In Carteret County, George W. Bush won 69% of the vote (he only got 56% statewide), Gubernatorial candidate Patrick Ballantine(R) got 53% (he only got 43% statewide), and Senate Candidate Richard Burr(R) got 63% (he only got 52% statewide).
So, faced with their Ag candidate losing, the Board considered whether to allow the 4,438 who's votes were lost (apparently, the voters are identifiable) re-vote. In that scenario, if Democrat Britt Cobb were to close the margin and win, he'd need to get 75.8% of those votes. In a county where he could get only 40% on election day, that seemed too steep a hill. So, Democrats decided that maybe they'd just let Carteret Co. as a whole revote - not just the voters whose votes were lost, but the whole county - regardless of whether you voted on election day.
Under that plan, if turnout were the same as on election day (and it wouldn't be), Britt Cobb would need to get 54.8% of the revote in order to win. Not bloody likely.
So, the State Board decided the best chance would be to rerun the whole election througout the state, at a cost of over $3 million. A new election requires the vote of 4 out of the 5 members of the Board of Elections. But the Dems decided that they wouldn't call it a new election, merely an amendment to their court reversed order to revote Carteret Co. That trick meant that the 3 Dems (Larry Leake, Genevieve Sims and Robert Cordle) alone could dictate a new election. Screw the rules, we lost so we won't a do over. You can almost hear the whining. If getting Cobb 55% or 75% of the Carteret Co. vote was impossible, surely it would be easier to get 50.00000001% when George Bush and Richard Burr aren't on the same ballot.
Now, even the mainstream NC press is getting the picture of this corrupt effort.

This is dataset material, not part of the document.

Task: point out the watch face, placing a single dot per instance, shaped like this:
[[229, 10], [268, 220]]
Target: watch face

The Charlotte Observer says:
It also looks -- to Republicans and many Democrats, too -- as though the State Board of Elections:
• Is bent on keeping Republican Steve Troxler from winning an election he was leading and almost certainly would have won if 4,438 missing Carteret County votes had been properly recorded Nov. 2;
• Is about to disenfranchise 3,330,107 North Carolina voters by exchanging their legitimate votes cast on Nov. 2 for newer ones from as few as 10 percent of the likely voters -- meaning that instead of 4,438 votes not counted, there could be something like 3 million votes discarded; and
• Will soak the taxpayers for $3 million the state doesn't have to accomplish this shameful charade.
The Winston-Salem Journal says:
Cobb's remedy is to hold a new statewide vote. Such a vote would cost the state more than $3 million and would produce an unacceptable winner. That's because the turnout would likely be much lower than that of Nov. 2.
The board should declare Troxler the winner because he almost certainly won. The arithmetic tells the story. To have covered his 2,300-vote deficit with the lost Carteret County votes, Cobb would have had to outpoll Troxler by about a 3-to-1 ratio there. That would have been an improbable Democratic landslide in a county that leans Republican.
. . . He can do his state an even bigger service now by conceding the obvious: He lost.
If Cobb doesn't concede by the time the board meets again, it should declare the obvious. Troxler won the commissioner's race, and he should be inaugurated in January.
No surprise, The News & Observer is still trying to figure out how to spin this thing for Cobb.